L’affaire Molex est l’exemple type du malaise français.
Pour les français vivant à l’étranger, rien de surprenant, un son de cloche revient incessamment dans la bouche de dirigeants d’entreprises étrangères s’étant essayée dans l’exogame, « il faut être fou pour créer une entreprise en France ».
Administration tatillonne et incompétente, charges surréalistes, absentéisme, la France pour bon nombre d’entrepreneurs est synonyme de pays communiste.
Pourtant peu de salariés sont syndiqués, mais les syndicats ont la main mise sur le travail, empêchant les non-grévistes de travailler en cas de conflit, séquestrant les dirigeants, étant hors la loi sans que les pouvoirs publics et la force qui les représente n’intervienne….
On se souvient dans l’affaire Molex des heurts en 2009, des indemnités proposées par la direction et refusées par les syndicats se croyant les plus forts…
Ce que les syndicats ont fait dans le passé et qui a conduit à bon nombre de fermetures, c’est ce qui se passe actuellement au port de Marseille avec la complaisance du gouvernement.
Aujourd’hui, les syndicats comme le gouvernement sont responsables de ce désastre.
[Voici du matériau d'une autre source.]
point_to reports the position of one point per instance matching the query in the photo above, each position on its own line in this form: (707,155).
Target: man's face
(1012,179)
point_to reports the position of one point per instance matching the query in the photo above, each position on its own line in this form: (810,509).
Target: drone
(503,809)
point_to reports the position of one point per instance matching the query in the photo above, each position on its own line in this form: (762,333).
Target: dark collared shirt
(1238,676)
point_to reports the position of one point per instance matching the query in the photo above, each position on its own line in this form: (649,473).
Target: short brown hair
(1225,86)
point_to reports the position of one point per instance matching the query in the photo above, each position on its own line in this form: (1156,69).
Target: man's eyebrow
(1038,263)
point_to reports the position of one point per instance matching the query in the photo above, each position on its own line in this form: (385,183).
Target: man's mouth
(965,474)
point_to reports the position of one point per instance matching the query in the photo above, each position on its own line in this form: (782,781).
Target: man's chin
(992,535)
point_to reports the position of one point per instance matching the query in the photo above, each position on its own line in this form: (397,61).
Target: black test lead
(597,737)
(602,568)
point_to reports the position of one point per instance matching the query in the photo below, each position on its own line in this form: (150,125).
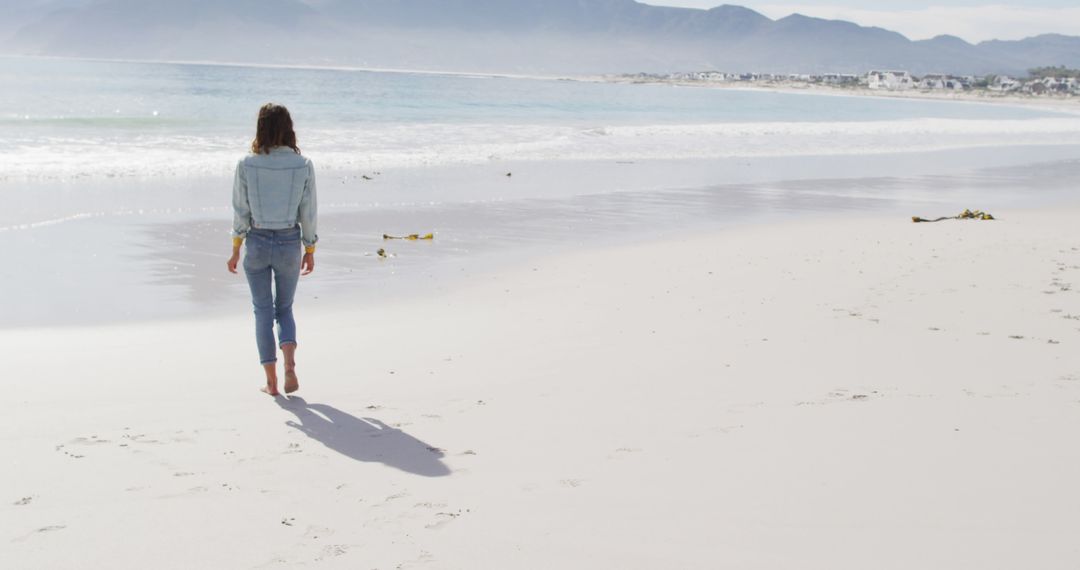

Pour obtenir ce que l’on souhaite, lorsque l’on est plus cher que les autres, il faut séduire, être aimable, et non pas arrogant et agressif; ne pas revendiquer tout et n’importe quoi, les employés de Molex l’ont appris à leur dépens.
Aujourd’hui, chacun y va de son indignation y compris la Presse, car Molex annonce des bénéfices records pour le groupe. C’est simplement la preuve que ce groupe est bien dirigé, que les actionnaires sont satisfaits de leur investissement et que les salariés des usines compétitives ont du travail. C’est vrai qu’en France; ce n’est pas l’habitude.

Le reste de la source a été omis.